UAV-Based Thermal Imagery System
Infrared thermography (IR) is a modern, non-destructive evaluation technology for monitoring and assessing built environments. It mainly relies on measuring surface temperature to identify any potential defects or damages. Currently, IR has been introduced widely in applications such as facility condition assessment and energy performance analysis of existing buildings. Recently, the rapid improvement of high-defined IR cameras has become a powerful tool in infrared sensing. On the other hand, another notable advancement is taking place in the manufacturing of Unmanned Aerial systems (UAS) in terms of its sizes, performance, cost, and system configurations. As a result, the modern trend was successful in implementing the high-defined IR cameras with UAS. UAS-based thermal imagery systems are widely used in several applications including the architecture, engineering, and construction (AEC) industries. DJI Matrice100 equipped with a high-defined IR camera Flir Zenmuse XT represents the UAS-based Thermal imagery state-of-the-art. This system can be used effectively in several applications that include but not limited to; inspection and condition assessments of building envelopes, building roofs, and infrastructures, etc.
Smart Sensory System
The smart sensory system for data acquisition and communication consists of:
Waspmote® Smart boards: hosts a variety of sensors that allow monitoring of multiple parameters involving a customized wide range of applications.
Waspmote® Microcontrollers: Small computer on a single integrated circuit containing processor, memory and programmable in/out peripherals.
Meshlium®: IoT gateway router specially designed to connect Waspmote sensor nodes to the Internet via Ethernet, Wi-Fi and 4G/3G/2G interfaces.
The usage of these components allows us to easily deploy IoT networks in an easy and scalable way.
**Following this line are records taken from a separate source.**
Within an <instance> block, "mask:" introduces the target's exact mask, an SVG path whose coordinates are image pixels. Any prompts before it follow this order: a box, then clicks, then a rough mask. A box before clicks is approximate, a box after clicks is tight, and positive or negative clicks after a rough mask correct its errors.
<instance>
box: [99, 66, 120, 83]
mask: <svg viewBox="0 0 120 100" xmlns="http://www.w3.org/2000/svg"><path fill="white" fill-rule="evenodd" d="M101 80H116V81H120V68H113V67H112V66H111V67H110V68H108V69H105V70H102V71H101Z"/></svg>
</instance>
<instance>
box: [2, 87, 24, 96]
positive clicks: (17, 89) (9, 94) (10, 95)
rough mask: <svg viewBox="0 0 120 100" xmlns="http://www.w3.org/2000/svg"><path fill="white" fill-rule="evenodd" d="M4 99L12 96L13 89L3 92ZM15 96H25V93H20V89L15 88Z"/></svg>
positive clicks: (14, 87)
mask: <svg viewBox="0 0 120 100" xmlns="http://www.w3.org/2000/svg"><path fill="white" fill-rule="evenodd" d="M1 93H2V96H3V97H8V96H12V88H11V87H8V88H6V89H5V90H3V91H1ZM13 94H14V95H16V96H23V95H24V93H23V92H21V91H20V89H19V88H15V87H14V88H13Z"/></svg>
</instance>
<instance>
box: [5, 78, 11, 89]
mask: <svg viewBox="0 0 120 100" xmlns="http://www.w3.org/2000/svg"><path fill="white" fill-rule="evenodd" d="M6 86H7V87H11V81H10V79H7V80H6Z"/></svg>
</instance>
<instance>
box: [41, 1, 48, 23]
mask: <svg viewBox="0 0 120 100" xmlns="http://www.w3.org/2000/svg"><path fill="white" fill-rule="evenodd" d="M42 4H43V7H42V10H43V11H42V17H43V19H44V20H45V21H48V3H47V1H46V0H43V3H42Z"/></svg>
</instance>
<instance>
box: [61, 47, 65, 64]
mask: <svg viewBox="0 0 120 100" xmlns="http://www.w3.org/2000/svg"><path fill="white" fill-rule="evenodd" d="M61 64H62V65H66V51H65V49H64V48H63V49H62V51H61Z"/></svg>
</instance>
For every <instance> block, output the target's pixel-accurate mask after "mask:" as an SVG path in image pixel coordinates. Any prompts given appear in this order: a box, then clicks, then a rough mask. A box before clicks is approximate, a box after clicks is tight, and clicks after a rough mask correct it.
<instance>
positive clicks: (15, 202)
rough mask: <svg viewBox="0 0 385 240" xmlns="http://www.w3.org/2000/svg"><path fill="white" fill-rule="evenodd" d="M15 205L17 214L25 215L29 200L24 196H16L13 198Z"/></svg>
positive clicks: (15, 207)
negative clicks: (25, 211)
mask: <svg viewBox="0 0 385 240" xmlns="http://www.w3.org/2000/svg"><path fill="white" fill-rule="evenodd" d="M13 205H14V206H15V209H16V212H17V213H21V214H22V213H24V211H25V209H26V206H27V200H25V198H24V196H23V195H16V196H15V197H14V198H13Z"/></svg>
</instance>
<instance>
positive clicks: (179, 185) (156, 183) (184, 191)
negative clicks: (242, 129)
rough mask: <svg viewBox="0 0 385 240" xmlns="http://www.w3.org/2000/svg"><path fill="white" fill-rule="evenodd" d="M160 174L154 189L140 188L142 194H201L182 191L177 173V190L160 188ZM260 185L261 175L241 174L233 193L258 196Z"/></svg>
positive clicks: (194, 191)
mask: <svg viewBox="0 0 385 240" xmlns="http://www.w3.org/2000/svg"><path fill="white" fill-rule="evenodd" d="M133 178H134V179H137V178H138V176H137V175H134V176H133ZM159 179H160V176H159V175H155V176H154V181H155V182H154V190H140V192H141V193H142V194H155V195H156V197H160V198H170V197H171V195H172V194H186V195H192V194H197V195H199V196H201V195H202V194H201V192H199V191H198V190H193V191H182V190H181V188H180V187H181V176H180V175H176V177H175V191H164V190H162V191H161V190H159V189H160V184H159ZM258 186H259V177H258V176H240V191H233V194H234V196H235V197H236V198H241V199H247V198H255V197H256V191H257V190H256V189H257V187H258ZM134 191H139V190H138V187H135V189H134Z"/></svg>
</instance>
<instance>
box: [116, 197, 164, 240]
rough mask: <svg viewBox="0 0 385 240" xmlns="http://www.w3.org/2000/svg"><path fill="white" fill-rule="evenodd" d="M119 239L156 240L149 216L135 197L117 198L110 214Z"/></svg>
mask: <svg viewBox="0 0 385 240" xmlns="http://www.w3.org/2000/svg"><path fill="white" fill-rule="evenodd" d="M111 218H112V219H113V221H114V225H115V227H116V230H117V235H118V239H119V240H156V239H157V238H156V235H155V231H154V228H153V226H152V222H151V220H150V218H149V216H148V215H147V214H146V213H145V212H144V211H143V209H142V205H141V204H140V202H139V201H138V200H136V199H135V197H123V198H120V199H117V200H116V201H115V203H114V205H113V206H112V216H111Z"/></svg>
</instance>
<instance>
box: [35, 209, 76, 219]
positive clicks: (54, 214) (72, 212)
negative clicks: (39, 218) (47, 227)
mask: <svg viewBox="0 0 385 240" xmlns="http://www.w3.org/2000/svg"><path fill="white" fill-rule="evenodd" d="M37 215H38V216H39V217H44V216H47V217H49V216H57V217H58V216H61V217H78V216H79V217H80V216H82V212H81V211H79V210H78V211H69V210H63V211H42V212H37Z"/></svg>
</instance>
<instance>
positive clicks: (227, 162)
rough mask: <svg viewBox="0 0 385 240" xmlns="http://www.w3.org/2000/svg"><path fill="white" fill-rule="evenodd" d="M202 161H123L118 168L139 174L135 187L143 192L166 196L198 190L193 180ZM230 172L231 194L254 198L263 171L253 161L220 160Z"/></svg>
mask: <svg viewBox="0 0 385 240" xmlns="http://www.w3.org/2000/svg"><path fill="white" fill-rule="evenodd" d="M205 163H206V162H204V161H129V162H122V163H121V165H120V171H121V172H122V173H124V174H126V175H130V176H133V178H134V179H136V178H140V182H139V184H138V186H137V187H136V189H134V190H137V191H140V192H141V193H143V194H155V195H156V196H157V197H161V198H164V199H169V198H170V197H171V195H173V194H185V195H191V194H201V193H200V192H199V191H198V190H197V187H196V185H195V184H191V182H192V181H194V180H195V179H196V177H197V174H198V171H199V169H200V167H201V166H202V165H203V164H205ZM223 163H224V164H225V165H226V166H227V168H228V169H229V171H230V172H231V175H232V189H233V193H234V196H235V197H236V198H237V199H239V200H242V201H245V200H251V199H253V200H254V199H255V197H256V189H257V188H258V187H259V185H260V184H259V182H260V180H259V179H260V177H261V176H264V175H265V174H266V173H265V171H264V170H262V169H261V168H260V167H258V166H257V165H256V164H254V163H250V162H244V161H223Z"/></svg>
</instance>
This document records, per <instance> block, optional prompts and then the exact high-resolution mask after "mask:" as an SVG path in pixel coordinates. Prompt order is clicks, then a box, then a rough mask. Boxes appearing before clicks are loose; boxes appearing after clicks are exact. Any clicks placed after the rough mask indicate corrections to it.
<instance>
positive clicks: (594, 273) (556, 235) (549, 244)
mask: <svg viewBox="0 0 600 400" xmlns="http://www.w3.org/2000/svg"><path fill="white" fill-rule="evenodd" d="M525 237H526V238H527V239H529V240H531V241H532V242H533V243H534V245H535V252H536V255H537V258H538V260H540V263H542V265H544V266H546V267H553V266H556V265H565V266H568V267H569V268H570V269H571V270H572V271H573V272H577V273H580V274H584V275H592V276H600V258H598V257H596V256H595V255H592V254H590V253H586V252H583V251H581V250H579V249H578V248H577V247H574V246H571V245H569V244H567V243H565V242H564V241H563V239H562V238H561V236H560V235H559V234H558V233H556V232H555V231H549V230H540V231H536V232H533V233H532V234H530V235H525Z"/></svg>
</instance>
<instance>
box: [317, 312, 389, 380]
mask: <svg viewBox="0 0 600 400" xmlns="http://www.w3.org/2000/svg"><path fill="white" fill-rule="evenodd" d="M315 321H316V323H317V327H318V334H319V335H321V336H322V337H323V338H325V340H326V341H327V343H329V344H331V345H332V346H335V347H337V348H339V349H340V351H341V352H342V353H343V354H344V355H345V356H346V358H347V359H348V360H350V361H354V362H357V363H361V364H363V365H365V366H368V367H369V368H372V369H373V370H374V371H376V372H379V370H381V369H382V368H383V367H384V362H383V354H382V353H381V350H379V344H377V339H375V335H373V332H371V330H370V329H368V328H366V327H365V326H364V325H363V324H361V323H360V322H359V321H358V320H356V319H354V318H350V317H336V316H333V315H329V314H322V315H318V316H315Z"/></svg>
The Association of the Advancement of Cost Engineering (AACE) Montreal Section has been working closely with Concordia University. The AACE student chapter in Concordia plays a critical role by inviting AACE members to be guest lectures at the University or at other special industry events. It provides an avenue where students can engage in networking opportunities with professionals both inside and outside of academia.
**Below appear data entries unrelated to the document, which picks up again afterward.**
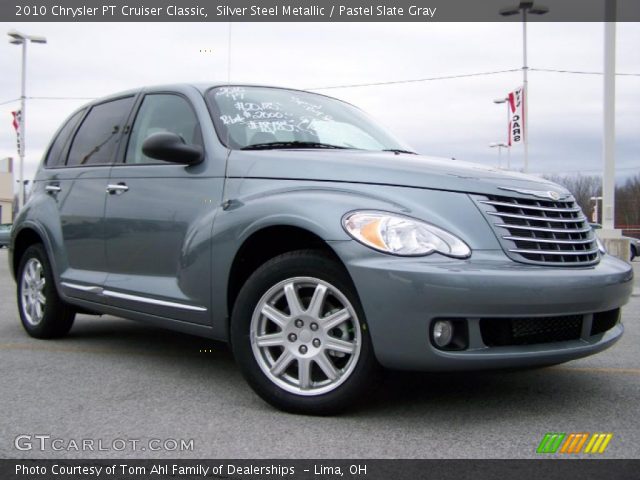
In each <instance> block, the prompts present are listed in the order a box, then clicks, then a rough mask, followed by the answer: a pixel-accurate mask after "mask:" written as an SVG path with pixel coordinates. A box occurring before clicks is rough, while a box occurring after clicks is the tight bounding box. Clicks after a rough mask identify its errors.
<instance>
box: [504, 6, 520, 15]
mask: <svg viewBox="0 0 640 480" xmlns="http://www.w3.org/2000/svg"><path fill="white" fill-rule="evenodd" d="M519 13H520V9H519V8H518V7H506V8H501V9H500V15H502V16H503V17H509V16H511V15H517V14H519Z"/></svg>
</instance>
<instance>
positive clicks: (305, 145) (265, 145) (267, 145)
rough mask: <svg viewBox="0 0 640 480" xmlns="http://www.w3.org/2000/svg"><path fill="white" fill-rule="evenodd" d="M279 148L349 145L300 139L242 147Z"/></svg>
mask: <svg viewBox="0 0 640 480" xmlns="http://www.w3.org/2000/svg"><path fill="white" fill-rule="evenodd" d="M278 148H341V149H345V148H347V147H342V146H340V145H331V144H329V143H320V142H301V141H298V140H294V141H291V142H267V143H254V144H252V145H247V146H246V147H242V148H241V150H272V149H278Z"/></svg>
The Concordia Chapter of North American Society for Trenchless Technologies (NASTT) is an organization for engineering graduates, who are willing to explore and promote concepts, methods and tools towards sustainable development and maintenance of the municipal infrastructure systems. It plays a critical role on organizing educative and training events for the engineering students and industry practitioners of relevant domains.
Our alumni work for various construction organizations, public and private infrastructure projects, federal, provincial and municipal sectors, and consulting firms. And many have taken leadership positions in engineering and construction companies as well federal and provincial government agencies. Graduates are performing construction audits and impact assessments, as well as conducting research in environmental construction technologies.
Projects that our alumni are currently involved in include those related to traditional and modular building construction, water and wastewater infrastructure planning, monitoring, modelling and design as well as construction claims management.